Free Newsletters - Space - Defense - Environment - Energy - Solar - Nuclear
by Staff Writers
New Delhi (AFP) June 8, 2012
The Indian government on Friday approved a proposal for a German environmental agency to dispose of over 350 tonnes of waste produced by the Bhopal factory where a gas leak killed thousands in 1984.
Home Minister P. Chidamabaram and other senior ministers met in New Delhi to clear a deal in which the waste will be taken by air to Germany for incineration.
"The ministers have given a green signal," a senior home ministry official told AFP, declining to be named.
"The German Society for International Cooperation (GIZ) has been awarded the contract to transport the waste to Germany for disposal," he said.
The GIZ, based in Bonn, is a government-run enterprise that works on international environmental issues and sustainable development.
Bhopal was the scene of the world's worst industrial accident in 1984 when the pesticide factory leaked toxic gas into nearby slums, killing thousands instantly and tens of thousands more over the following years.
Tonnes of chemical waste previously produced by the plant was left in pits around the site, polluting local water supplies.

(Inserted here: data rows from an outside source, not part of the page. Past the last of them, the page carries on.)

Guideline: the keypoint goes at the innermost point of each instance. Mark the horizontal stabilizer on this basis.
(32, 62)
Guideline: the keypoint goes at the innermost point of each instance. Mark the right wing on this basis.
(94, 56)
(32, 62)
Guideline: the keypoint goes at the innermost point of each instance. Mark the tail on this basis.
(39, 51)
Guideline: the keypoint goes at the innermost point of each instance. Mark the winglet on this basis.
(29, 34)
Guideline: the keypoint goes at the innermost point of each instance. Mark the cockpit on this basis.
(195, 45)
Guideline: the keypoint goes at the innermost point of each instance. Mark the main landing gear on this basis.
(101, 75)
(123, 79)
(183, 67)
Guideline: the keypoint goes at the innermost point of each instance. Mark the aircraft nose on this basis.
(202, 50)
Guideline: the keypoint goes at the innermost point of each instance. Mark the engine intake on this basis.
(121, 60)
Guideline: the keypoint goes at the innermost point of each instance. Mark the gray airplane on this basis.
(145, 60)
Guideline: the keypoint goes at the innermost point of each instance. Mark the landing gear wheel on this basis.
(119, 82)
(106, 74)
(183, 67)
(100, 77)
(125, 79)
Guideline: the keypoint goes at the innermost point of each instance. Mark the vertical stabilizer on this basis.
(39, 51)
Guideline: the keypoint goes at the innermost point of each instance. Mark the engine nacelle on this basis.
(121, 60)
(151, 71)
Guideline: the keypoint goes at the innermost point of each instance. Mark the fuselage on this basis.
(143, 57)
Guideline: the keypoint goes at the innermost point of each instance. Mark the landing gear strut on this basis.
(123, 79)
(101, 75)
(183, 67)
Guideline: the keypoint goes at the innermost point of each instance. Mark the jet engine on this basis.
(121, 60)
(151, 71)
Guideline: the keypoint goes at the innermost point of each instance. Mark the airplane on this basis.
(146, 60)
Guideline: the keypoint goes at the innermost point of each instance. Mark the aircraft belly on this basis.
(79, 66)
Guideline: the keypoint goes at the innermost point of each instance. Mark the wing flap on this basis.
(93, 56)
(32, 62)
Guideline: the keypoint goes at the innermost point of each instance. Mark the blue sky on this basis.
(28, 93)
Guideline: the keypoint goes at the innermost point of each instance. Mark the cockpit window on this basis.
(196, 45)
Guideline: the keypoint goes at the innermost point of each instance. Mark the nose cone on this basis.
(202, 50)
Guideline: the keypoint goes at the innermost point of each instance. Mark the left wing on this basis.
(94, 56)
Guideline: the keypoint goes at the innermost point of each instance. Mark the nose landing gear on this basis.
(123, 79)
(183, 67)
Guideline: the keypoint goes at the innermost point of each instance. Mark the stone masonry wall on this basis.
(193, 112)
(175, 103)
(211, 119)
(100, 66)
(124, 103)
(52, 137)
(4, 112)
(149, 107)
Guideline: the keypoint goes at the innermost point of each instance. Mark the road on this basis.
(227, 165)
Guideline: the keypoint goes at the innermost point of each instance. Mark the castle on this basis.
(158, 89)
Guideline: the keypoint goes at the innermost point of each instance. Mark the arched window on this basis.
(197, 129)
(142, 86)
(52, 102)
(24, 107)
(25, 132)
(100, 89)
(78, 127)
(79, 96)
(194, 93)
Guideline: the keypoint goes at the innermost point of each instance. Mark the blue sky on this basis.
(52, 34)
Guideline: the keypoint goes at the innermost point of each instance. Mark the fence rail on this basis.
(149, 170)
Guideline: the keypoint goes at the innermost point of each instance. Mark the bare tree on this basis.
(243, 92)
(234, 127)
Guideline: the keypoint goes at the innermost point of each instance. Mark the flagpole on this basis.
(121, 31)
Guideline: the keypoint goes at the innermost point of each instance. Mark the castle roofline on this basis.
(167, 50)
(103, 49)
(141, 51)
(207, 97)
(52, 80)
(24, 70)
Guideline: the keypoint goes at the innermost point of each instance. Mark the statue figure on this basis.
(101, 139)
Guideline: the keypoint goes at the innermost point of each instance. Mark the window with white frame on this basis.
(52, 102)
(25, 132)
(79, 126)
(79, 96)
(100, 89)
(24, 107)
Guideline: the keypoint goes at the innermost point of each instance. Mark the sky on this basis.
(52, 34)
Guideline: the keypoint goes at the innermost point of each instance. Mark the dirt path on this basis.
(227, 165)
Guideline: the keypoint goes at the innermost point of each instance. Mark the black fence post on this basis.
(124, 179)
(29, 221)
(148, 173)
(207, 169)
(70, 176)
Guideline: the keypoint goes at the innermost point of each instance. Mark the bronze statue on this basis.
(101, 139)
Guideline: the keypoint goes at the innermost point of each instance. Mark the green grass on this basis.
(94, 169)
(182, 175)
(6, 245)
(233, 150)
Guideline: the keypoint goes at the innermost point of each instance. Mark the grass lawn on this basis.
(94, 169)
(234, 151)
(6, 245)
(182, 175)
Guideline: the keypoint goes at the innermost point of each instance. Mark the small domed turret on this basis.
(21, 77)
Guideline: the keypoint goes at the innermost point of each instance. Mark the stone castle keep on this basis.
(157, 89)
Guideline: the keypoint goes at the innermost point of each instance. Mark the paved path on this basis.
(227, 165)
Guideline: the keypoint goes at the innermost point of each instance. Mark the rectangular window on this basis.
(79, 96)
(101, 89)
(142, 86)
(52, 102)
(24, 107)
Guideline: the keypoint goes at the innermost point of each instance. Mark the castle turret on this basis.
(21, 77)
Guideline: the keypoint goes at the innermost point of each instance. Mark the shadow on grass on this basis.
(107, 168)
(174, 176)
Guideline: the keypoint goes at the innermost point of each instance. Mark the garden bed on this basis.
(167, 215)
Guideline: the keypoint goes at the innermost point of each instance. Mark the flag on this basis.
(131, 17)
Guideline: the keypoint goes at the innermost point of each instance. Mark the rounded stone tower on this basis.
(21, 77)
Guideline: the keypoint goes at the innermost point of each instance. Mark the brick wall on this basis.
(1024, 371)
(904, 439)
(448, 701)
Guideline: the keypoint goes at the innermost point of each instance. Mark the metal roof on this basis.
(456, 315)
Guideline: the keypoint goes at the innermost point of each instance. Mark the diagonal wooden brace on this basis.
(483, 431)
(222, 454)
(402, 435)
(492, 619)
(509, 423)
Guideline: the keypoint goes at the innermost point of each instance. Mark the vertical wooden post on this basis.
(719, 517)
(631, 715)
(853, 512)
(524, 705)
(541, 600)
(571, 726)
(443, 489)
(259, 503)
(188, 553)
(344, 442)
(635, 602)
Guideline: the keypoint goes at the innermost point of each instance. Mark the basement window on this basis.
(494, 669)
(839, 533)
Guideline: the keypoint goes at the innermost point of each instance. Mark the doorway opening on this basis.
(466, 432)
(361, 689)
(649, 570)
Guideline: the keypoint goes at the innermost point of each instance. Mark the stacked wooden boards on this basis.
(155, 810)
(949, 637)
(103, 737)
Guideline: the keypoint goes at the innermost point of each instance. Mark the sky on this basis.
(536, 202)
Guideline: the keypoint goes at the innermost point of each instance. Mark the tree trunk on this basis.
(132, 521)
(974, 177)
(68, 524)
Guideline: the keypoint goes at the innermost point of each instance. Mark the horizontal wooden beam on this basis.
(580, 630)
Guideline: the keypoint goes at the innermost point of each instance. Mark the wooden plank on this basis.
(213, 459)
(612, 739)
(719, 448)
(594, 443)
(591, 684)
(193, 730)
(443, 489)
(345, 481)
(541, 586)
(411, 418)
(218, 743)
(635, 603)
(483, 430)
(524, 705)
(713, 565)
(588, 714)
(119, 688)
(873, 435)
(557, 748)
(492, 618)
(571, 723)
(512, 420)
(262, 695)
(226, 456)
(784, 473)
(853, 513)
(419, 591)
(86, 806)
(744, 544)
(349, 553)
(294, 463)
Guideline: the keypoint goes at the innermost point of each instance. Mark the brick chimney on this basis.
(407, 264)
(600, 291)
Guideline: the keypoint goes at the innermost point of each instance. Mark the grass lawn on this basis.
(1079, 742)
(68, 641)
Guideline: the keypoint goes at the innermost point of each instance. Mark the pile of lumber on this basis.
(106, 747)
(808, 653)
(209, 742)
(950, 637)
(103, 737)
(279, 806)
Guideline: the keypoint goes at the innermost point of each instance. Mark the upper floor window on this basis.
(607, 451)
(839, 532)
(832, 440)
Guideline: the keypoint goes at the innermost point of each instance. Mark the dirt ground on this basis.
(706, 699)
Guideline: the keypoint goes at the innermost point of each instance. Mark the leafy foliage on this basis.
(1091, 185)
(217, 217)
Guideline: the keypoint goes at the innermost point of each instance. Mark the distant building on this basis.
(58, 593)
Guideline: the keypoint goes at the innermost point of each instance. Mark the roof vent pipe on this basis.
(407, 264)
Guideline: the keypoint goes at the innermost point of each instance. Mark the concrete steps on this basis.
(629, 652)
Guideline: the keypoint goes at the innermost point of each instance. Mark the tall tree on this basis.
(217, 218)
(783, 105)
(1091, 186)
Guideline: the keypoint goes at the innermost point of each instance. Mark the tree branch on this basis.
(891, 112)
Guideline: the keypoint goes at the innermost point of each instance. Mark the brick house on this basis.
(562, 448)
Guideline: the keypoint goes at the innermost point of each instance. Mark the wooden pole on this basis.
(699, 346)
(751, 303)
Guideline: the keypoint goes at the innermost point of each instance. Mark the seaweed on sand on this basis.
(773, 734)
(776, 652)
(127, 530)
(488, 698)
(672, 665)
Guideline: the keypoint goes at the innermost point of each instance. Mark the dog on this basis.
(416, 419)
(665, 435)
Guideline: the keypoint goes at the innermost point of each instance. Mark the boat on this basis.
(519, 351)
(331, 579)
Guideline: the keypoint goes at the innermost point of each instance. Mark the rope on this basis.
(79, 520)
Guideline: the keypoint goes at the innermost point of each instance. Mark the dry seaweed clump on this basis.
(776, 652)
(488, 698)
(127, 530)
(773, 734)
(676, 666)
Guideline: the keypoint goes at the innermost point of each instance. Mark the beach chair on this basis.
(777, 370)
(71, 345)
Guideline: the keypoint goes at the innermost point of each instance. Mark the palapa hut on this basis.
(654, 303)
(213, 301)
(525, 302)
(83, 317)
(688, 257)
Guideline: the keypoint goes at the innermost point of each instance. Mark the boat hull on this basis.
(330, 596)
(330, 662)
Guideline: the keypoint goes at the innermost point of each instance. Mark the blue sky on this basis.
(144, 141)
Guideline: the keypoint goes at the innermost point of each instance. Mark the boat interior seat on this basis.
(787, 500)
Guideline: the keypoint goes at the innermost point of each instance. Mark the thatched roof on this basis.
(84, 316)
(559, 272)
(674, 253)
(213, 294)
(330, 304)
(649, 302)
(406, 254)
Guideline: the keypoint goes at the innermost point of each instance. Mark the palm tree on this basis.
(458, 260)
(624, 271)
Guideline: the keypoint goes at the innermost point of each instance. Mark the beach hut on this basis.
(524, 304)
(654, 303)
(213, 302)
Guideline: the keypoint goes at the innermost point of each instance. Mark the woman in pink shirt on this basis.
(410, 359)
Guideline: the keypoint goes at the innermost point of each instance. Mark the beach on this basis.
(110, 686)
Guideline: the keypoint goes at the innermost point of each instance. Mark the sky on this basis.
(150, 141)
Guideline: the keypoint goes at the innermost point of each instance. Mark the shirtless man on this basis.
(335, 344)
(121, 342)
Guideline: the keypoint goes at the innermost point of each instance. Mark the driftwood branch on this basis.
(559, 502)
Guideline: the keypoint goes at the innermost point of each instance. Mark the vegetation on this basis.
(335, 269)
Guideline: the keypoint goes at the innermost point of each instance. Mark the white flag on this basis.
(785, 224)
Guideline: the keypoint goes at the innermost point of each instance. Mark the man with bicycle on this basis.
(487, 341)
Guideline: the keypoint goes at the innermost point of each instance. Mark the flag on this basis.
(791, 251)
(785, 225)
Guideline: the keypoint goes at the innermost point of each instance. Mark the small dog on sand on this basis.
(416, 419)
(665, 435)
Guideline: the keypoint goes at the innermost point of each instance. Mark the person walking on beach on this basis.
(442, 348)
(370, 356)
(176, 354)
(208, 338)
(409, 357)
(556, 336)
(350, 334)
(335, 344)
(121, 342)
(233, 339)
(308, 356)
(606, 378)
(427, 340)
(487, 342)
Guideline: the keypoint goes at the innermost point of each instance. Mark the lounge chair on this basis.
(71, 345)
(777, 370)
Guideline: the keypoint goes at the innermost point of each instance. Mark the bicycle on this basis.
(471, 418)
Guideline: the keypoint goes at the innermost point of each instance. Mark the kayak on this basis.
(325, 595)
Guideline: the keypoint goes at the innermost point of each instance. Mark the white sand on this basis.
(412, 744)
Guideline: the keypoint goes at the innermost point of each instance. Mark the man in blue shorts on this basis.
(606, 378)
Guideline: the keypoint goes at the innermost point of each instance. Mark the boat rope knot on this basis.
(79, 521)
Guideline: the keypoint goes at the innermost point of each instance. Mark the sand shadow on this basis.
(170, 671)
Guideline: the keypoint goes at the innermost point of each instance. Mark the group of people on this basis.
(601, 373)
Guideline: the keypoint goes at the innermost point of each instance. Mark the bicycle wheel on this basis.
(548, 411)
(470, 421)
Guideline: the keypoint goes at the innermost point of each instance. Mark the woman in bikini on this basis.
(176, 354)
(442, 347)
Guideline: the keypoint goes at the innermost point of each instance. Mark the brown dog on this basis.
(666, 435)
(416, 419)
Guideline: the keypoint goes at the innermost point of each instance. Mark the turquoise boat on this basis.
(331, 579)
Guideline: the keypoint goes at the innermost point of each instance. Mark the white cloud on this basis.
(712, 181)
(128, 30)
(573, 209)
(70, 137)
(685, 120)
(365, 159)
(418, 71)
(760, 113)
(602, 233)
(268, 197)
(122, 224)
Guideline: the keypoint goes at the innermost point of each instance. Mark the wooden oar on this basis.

Residents have been campaigning for years for the thorough clean-up of the factory and the surrounding area.
GIZ, which will be paid by the Indian government, will negotiate details of the deal with the Madhya Pradesh state government, of which Bhopal is the capital.
Many experts believe that the presence of toxic waste has resulted in a high prevalence of birth defects and illnesses among successive generations of people living near the plant.
The accident was blamed on the factory's operators, Union Carbide, a US chemical group later bought by Dow Chemical.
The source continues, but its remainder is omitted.